Secondary structure prediction approaches rely typically on models of equilibrium free energies that are themselves based on in vitro physical chemistry. Recent transcriptome-wide experiments of in vivo RNA structure based on SHAPE-MaP experiments provide important information that may make it possible to extend current in vitro-based RNA folding models in order to improve the accuracy of computational RNA folding simulations with respect to the experimentally measured in vivo RNA secondary structure. Here we present a machine learning approach that utilizes RNA secondary structure prediction results and nucleotide sequence in order to predict in vivo SHAPE scores. We show that this approach has a higher Pearson correlation coefficient with experimental SHAPE scores than thermodynamic folding.
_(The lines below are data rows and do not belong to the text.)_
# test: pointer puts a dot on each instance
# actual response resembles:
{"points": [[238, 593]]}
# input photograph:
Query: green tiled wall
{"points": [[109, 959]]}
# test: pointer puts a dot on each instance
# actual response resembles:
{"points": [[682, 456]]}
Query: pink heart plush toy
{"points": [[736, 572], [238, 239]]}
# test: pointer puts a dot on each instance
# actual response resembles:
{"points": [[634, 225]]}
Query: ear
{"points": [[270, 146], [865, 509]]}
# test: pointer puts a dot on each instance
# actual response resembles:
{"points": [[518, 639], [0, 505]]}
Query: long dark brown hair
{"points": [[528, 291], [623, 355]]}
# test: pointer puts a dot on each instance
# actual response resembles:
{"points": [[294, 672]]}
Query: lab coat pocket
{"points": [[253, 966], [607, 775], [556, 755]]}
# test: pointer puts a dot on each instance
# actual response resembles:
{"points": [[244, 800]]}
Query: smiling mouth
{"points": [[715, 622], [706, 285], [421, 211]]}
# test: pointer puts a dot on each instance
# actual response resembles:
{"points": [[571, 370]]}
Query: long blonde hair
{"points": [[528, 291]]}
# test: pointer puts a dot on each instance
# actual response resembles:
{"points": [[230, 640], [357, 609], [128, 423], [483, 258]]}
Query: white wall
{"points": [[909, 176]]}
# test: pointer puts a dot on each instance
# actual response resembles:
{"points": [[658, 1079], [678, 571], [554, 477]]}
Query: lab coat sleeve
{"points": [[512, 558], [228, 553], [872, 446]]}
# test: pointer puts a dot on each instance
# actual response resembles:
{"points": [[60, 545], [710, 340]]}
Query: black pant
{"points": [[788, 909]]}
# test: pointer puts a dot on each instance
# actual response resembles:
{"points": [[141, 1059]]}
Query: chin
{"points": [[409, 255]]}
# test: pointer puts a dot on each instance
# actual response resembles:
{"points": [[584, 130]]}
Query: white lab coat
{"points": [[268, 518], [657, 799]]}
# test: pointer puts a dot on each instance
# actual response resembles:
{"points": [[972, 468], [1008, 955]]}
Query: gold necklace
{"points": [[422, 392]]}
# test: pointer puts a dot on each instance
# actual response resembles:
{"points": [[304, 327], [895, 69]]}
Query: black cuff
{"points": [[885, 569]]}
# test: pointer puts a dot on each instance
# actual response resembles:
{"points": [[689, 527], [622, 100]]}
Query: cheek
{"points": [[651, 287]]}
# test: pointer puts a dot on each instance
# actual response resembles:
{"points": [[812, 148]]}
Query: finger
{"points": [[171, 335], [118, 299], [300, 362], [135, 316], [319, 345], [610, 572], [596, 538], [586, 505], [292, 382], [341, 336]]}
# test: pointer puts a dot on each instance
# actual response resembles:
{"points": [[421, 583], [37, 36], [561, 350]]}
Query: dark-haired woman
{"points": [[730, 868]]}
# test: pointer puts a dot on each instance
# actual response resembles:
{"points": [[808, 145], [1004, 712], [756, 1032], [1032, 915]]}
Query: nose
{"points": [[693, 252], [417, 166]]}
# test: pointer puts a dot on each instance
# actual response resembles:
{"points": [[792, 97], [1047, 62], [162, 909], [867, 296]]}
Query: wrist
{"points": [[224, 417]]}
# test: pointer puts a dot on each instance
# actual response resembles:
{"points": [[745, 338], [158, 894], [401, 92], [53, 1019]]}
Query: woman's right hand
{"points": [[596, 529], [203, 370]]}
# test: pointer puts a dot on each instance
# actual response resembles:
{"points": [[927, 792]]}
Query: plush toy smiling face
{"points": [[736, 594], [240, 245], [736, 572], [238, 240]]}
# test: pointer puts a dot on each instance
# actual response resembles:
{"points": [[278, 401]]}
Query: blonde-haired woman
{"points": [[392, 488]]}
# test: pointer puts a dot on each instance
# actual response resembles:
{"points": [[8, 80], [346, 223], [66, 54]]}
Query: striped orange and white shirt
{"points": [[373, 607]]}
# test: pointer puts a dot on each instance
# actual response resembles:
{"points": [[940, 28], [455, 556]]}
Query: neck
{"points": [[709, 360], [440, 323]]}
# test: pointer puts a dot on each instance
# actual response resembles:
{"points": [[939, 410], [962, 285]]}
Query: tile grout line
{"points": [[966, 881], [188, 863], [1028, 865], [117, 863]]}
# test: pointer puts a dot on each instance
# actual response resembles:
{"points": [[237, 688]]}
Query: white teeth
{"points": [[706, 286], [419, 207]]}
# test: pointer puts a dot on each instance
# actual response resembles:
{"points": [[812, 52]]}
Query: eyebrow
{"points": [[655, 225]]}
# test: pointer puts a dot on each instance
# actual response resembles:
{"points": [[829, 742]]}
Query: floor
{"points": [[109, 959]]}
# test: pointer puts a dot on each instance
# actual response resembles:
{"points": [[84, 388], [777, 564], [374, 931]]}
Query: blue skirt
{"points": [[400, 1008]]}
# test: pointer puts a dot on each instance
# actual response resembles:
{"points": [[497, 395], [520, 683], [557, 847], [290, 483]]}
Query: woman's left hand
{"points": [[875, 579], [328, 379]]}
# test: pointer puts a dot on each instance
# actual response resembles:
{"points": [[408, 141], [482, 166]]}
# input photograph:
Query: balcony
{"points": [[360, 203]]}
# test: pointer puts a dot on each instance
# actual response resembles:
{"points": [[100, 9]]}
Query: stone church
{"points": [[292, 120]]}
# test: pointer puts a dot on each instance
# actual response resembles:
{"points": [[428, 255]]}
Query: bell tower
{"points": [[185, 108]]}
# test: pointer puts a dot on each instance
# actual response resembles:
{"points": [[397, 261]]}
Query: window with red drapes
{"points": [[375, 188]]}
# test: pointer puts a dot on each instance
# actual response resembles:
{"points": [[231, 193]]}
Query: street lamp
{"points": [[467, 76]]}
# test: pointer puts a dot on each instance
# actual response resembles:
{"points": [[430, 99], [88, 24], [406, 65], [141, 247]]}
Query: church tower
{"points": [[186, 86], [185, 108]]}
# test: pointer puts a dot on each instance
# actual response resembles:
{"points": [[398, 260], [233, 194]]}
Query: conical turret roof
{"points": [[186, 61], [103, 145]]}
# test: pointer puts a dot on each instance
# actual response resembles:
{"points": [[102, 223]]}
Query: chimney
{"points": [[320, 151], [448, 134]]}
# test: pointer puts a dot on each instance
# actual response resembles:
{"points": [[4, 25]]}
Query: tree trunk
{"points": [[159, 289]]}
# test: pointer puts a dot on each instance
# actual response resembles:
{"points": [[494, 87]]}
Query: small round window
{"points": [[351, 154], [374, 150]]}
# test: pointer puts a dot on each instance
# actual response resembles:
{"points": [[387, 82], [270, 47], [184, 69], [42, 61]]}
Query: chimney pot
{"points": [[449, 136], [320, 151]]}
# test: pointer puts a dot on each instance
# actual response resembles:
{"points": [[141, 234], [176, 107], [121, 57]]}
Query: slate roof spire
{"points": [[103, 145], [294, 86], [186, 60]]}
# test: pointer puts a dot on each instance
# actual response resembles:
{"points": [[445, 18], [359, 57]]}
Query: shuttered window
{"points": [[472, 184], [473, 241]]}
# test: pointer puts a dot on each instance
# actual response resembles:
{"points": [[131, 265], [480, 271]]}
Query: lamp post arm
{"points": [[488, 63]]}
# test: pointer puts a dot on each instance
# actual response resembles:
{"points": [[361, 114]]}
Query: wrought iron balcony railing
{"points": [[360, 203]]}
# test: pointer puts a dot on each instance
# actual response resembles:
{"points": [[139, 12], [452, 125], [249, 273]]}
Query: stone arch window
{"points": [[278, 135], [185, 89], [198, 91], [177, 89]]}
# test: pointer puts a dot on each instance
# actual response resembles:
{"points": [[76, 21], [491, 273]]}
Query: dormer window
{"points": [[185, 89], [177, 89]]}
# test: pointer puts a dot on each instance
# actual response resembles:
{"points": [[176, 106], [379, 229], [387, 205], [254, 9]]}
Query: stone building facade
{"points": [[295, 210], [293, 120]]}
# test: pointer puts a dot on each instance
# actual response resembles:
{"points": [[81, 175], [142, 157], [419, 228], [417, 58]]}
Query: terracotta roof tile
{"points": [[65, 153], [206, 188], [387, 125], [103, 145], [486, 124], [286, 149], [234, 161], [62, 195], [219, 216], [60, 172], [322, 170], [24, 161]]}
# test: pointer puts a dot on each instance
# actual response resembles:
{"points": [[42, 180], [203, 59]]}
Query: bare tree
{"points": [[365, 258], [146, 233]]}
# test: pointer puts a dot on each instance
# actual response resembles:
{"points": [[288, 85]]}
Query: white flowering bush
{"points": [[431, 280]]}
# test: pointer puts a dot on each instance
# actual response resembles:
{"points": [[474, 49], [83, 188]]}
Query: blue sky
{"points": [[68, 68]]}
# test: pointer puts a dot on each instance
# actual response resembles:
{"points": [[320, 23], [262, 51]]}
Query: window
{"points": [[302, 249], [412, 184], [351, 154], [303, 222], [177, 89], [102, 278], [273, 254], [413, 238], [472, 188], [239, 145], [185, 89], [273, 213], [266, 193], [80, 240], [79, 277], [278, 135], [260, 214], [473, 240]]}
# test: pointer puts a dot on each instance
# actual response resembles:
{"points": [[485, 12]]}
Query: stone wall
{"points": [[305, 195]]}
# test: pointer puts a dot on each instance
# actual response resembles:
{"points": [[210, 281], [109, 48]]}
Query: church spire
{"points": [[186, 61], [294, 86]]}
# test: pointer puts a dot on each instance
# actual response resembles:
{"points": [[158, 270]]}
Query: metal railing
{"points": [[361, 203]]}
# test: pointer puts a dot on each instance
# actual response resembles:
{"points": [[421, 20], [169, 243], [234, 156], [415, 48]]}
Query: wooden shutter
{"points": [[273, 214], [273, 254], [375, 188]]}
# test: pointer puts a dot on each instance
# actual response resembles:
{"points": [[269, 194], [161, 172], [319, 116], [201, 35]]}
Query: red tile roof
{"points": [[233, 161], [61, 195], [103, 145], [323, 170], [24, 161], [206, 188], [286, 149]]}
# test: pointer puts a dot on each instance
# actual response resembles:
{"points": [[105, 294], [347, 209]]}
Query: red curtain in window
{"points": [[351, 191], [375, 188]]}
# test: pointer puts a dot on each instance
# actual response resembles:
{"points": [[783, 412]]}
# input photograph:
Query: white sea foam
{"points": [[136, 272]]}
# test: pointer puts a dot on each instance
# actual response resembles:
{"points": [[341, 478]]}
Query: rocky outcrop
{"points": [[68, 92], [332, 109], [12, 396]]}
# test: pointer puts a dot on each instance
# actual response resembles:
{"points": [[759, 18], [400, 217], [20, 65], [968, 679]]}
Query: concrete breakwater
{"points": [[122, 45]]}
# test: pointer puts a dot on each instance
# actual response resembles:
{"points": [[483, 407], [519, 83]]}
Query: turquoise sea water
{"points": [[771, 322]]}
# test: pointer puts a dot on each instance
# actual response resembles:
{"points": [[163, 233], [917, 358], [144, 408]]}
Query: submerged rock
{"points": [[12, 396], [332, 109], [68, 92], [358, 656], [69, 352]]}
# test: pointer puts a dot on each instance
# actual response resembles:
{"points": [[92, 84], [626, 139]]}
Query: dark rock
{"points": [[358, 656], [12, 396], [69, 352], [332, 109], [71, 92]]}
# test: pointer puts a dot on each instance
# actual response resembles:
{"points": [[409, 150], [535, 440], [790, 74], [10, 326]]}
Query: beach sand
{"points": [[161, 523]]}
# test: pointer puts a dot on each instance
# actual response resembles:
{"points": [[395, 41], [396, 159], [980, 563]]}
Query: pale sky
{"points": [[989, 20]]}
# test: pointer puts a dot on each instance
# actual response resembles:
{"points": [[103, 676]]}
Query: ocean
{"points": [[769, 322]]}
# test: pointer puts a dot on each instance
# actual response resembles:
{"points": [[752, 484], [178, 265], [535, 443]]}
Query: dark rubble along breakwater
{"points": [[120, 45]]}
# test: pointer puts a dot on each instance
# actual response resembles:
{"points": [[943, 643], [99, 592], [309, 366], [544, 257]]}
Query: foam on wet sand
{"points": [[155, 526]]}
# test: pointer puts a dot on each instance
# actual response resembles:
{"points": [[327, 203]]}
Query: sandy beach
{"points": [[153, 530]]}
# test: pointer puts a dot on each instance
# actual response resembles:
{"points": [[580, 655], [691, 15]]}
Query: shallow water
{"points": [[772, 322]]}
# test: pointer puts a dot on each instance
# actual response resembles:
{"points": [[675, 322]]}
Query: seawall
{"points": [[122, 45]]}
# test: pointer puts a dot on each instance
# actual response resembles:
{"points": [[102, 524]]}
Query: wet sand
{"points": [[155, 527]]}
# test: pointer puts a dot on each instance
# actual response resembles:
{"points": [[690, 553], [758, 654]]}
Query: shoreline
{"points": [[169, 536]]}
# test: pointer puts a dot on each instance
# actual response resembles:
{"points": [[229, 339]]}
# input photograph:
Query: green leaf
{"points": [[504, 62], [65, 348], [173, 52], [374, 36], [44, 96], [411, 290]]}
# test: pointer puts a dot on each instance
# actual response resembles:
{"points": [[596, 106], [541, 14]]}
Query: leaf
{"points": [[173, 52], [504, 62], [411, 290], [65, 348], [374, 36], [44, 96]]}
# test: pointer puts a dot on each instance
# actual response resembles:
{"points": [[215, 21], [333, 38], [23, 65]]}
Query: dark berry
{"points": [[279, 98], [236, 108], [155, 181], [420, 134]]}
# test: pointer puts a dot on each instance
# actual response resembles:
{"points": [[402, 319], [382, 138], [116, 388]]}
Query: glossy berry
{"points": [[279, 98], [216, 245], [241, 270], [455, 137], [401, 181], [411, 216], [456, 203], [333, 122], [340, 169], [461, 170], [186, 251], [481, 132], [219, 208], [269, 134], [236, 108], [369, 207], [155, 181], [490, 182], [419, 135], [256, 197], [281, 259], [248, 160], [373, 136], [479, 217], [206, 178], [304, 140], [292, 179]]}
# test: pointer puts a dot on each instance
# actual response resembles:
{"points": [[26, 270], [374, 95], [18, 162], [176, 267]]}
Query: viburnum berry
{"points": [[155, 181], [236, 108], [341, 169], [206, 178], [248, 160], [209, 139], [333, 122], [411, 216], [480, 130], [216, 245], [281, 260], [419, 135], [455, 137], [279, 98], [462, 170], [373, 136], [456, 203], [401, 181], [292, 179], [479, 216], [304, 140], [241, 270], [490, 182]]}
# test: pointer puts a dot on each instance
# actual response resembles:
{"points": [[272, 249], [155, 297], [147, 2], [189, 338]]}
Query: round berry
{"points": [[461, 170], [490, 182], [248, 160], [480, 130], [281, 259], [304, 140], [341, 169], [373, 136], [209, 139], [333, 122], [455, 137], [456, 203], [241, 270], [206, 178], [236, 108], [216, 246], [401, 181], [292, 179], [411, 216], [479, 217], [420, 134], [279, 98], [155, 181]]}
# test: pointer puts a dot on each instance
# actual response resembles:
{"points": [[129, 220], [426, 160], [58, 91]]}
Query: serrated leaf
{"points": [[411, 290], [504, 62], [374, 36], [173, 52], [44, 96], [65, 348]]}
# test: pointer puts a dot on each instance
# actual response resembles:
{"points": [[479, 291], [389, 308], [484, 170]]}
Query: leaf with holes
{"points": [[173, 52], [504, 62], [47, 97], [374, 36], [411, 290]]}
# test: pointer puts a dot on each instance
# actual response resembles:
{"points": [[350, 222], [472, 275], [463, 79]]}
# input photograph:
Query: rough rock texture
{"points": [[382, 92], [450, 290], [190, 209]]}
This could be an important step towards augmenting experimental results with computational predictions and help with RNA secondary structure predictions that inherently take in-vivo folding properties into account.

 抽象的

二级结构预测方法通常依赖于平衡自由能模型，该模型本身基于体外物理化学。最近基于 SHAPE-MaP 实验的体内 RNA 结构的转录组范围实验提供了重要信息，这些信息可能使扩展当前基于体外的 RNA 折叠模型成为可能，从而提高计算 RNA 折叠模拟相对于实验的准确性。测量体内RNA二级结构。在这里，我们提出了一种机器学习方法，利用 RNA 二级结构预测结果和核苷酸序列来预测体内 SHAPE 分数。我们表明，与热力学折叠相比，这种方法与实验 SHAPE 分数具有更高的皮尔逊相关系数。这可能是通过计算预测增强实验结果的重要一步，并有助于本质上考虑体内折叠特性的 RNA 二级结构预测。